Соня помолчала, негромко попросила сестру:
— Покупай другой дом. Не трогай дом пани Елены, Фейга.
Фейга рассмеялась.
— Дурочка, маленькая дурочка! Не я куплю — кто-то другой купит. Модистка все равно собирается уезжать отсюда.
— Кто сказал? — От неожиданности Соня даже привстала.
— У заборов есть уши, у домов — глаза, — повторила Фейга поговорку офицера полиции, поднялась и направилась к двери. Оглянулась, бросила сестре уже с лестницы: — А насчет жениха все-таки подумай. В городе достаточно богатых и глупых юношей, облапошить которых одно удовольствие.
Убедившись, что сестра ушла, Соня быстро спустилась по лестнице, выбежала из ворот дома и, не оглядываясь, со всех ног понеслась по улице. Увернулась от резвой повозки, налетела на утиный выводок и чуть не растянулась на булыжнике.
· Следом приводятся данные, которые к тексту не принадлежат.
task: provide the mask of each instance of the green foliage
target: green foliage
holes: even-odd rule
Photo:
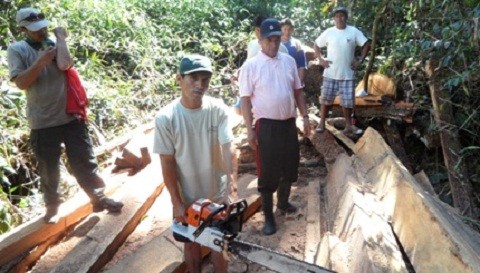
[[[480,188],[480,4],[463,1],[336,1],[349,8],[349,23],[372,37],[380,18],[374,70],[393,77],[400,95],[431,108],[426,61],[435,59],[441,86],[451,94],[454,124],[470,179]],[[258,14],[296,22],[295,36],[312,45],[332,26],[334,1],[313,0],[11,0],[0,2],[0,178],[30,160],[25,98],[9,83],[6,47],[22,39],[14,22],[20,7],[34,6],[66,26],[75,66],[91,98],[89,118],[107,138],[151,121],[153,112],[178,96],[179,58],[200,53],[214,60],[211,92],[231,101],[232,72],[245,59],[251,19]],[[437,128],[437,127],[434,127]],[[433,164],[432,164],[433,165]],[[437,173],[437,171],[439,173]],[[443,169],[427,170],[435,182]],[[3,213],[3,212],[2,212]],[[7,213],[8,214],[8,213]],[[6,216],[0,213],[0,221]]]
Подбежав к дому пани Елены, девочка резко сбавила шаг, секунду постояла на пороге, затем с достоинством прошагала в гостиную. Пани Елена занималась своим привычным делом — подгоняла на манекене скроенное дамское платье. Увидев неожиданно появившуюся Соню, удивленно проследила за нею, оставила занятие и подошла к девочке:
— Извини, что я не была на похоронах твоего отца. Просто твоя мачеха не хотела меня там видеть.
Соня подняла на нее глаза, тихо спросила:
— Вы правда уезжаете отсюда?
— Тебе сказала Евдокия?
— Фейга. Они хотят купить ваш дом.
Пани Елена помолчала, провела ладонью по голове Сони.
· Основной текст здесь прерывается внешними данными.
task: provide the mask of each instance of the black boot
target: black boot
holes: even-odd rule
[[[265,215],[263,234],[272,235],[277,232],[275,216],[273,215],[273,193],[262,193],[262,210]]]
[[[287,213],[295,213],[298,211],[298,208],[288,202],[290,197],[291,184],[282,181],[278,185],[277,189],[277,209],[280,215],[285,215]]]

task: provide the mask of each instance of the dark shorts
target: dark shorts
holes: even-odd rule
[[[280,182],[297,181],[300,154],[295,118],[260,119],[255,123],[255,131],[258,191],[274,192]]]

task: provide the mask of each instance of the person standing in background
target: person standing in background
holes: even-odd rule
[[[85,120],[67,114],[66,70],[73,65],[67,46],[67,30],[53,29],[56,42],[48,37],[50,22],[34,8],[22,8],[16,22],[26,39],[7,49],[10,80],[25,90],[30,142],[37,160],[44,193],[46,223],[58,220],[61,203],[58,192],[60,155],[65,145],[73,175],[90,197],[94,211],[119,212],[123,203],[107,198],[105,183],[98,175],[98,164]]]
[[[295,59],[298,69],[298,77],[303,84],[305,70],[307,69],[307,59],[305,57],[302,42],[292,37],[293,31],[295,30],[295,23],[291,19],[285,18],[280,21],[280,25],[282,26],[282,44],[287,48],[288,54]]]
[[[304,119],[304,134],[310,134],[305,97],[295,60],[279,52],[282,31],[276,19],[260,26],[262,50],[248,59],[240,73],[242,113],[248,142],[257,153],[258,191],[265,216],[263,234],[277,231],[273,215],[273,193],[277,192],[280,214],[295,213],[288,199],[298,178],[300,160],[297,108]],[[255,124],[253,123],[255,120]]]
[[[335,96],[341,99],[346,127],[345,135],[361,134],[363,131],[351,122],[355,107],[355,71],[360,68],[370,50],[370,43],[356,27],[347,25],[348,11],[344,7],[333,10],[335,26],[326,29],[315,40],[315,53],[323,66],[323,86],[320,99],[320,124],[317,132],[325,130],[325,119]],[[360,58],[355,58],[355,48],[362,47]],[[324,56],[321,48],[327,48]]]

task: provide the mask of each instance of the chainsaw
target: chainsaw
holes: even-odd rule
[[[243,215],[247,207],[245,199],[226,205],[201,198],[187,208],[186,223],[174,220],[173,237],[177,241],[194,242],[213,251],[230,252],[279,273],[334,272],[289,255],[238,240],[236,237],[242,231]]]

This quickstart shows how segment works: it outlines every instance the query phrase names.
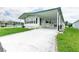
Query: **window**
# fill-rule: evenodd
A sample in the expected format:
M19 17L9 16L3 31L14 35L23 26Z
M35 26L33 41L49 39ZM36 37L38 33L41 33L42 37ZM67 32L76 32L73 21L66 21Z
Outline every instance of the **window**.
M37 24L37 20L38 20L38 19L36 18L36 24Z
M37 17L32 17L32 18L27 18L26 23L27 24L37 24L38 18Z
M57 27L57 24L54 24L54 27Z
M51 21L49 21L49 20L46 20L46 23L51 23Z
M35 21L33 21L33 23L35 24L36 22L35 22Z
M46 23L49 23L48 21L46 21Z
M41 25L41 22L42 22L42 18L40 18L40 25Z
M30 20L30 21L26 21L26 23L28 24L28 23L36 23L36 21L35 20Z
— Да, они уже дали задаток.
— Почему вы, пани Елена, ничего мне не сказали?
— Я собиралась поговорить с тобой. И не только о продаже дома. Я хочу предложить поехать со мной.
— Мне?
— Тебе.
— Куда?
— В Россию. В Санкт-Петербург. Там у меня сестра, у нее большой доходный дом. Нам там будет хорошо.
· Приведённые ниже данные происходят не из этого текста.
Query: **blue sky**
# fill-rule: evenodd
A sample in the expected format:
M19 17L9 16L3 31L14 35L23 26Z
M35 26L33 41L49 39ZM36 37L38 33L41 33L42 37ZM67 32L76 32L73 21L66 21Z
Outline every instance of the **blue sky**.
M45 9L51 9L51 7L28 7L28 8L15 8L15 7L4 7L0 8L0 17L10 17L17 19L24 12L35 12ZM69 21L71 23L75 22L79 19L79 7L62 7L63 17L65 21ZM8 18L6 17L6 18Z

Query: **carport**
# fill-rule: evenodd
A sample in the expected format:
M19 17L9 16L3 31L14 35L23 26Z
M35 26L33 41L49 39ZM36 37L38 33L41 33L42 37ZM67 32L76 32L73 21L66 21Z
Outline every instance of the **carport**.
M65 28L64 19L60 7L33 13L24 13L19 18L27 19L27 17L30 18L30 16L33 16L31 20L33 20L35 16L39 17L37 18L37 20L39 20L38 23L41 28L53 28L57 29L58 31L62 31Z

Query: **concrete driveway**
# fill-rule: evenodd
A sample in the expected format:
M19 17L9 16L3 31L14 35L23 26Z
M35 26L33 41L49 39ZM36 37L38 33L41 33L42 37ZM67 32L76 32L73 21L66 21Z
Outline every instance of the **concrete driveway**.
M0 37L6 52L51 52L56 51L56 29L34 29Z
Соня отрицательно повела головой.
— Нет, не хочу.
— Ну почему? — наклонилась к ней женщина. — Ты — талантливая девочка. Ты должна получить хорошее образование. Ты музыкальна. Ты можешь стать знаменитой пианисткой.
— Не стану.
— Станешь. Непременно станешь! Смотри, какие у тебя изумительные пальчики. — Пани Елена взяла пальцы девочки, стала рассматривать их. — Такие пальчики — редкость. Я ведь не зря сказала: Соня Золотые Ручки.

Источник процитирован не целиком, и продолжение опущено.